Capítulo 2
- Eco de deseos en los pasillos de la biblioteca
- La iniciación en la penumbra
Esta historia es ficción.
El suelo de madera fría le robó el calor a su espalda. Elena permaneció allí, entre los libros de historia antigua, con el olor a polvo de siglos mezclado con el aroma acre y nuevo del sexo, el sudor y su propio orgasmo. Los músculos de sus piernas temblaban todavía, espasmos involuntarios que recordaban la intensidad de lo que acababa de vivir. La pareja ya se había ido, sus pasos rápidos y silenciosos desvaneciéndose entre los estantes, dejándola sola con la ropa hecha un desastre y un cuerpo que se sentía a la vez extraño y gloriosamente suyo. Se incorporó lentamente, los huesos crujiendo, y se vistió con movimientos torpes. El aire en la biblioteca parecía diferente ahora, más denso, cargado de secretos que ella ya no solo observaba, sino que compartía.
Durante las semanas siguientes, los encontró varias veces más. No había planes, no hay citas. Era un entendimiento silencioso, una coincidencia que se repetía casi siempre en el mismo rincón, entre los tomos más antiguos y olvidados. Los encuentros eran casuales, un torbellino de piel, respiraciones contenidas y manos ansiosas. A veces, la chica la besaba con una ferocidad que le quitaba el aliento, mientras el chico la tomaba por detrás, sus dedos hundidos en la carne de sus caderas. Otras veces, era Elena quien arrodillaba, aprendiendo el gusto y la textura de otro cuerpo, escuchando los gemidos ahogados que se perdían entre las páginas polvorientas.
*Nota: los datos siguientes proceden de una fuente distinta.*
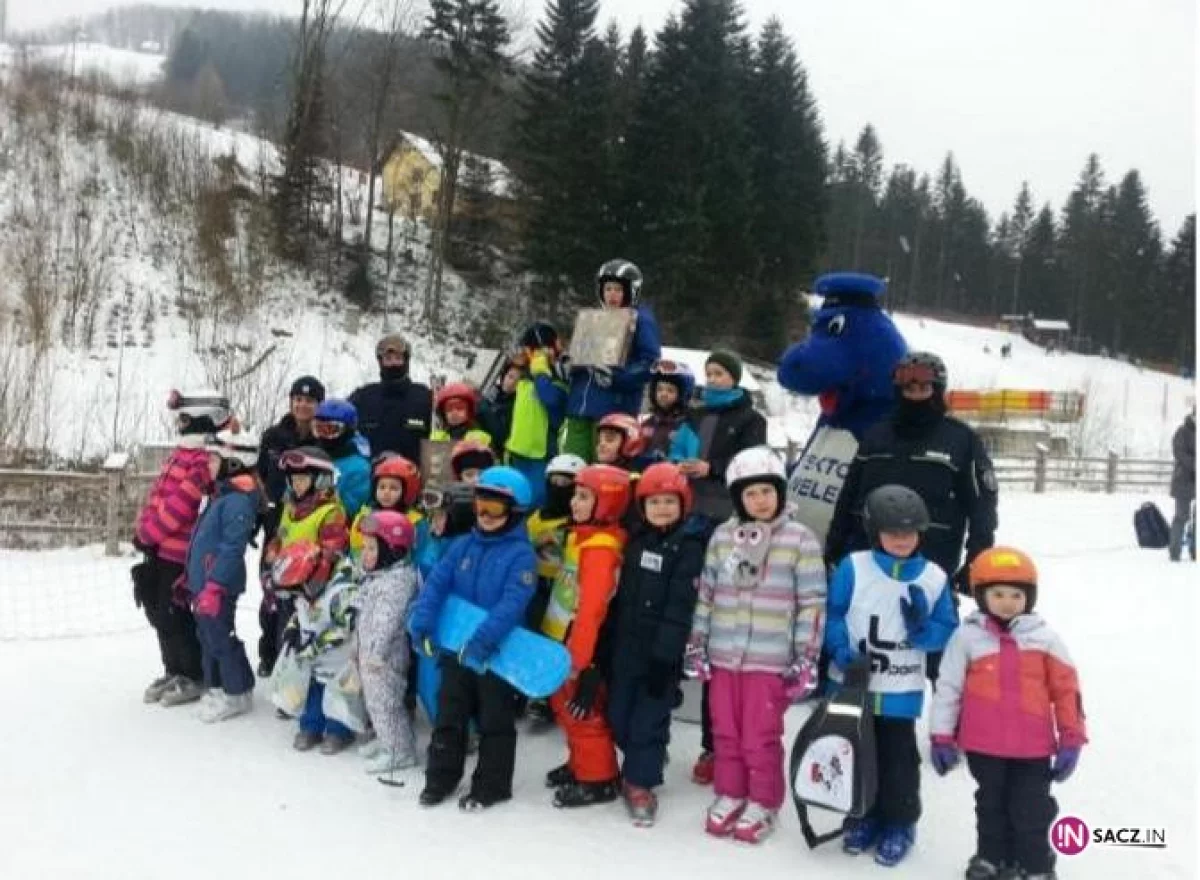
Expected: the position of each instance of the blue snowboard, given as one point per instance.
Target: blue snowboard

Era un juego excitante y peligroso, y Elena se sumergió en él con una avidez que la asustaba y la emocionaba a partes iguales.
Pero un día, ya no estaban. Esperó, su rutina de voluntaria se convirtió en una patrulla silenciosa, pasando una y otra vez por su escondite, pero el rincón permanecía vacío, impasible. Pasaron días, luego una semana. Elena suspiró entre los estantes de filosofía, pasando los dedos por el lomo de un libro de Kant. «Fue bueno mientras duró», pensó para sí misma, una pequeña nota de resignación en su mente. Sin embargo, incluso mientras pensaba eso, una sensación inquietante se instalaba en lo más bajo de su estómago, un calor que no tenía nada que ver con la poca ventilación del edificio. No era solo la emoción de ver, se dio cuenta. Era la necesidad de hacer, de sentir, de tomar.
Lo bueno de conocer cada centímetro de la biblioteca era que sabía exactamente dónde encontrar lo que buscaba. Se alejó de la sección de historia y se dirigió a un rincón más alejado, cerca de los archivos de arte, donde se guardaban los libros menos prestados. Allí encontró su nueva fascinación: una colección de manuales de sexo antiguos, con ilustraciones explícitas que la hacían ruborizarse y mojarse al mismo tiempo. Xilografías detalladas mostraban posturas que nunca había imaginado, bocas y lenguas explorando cada recoveco del cuerpo humano con una precisión clínica que resultaba increíblemente excitante. Pasaba horas allí, escondida, dejando que sus ojos se alimentaran de las imágenes mientras su mano se deslizaba bajo su falda.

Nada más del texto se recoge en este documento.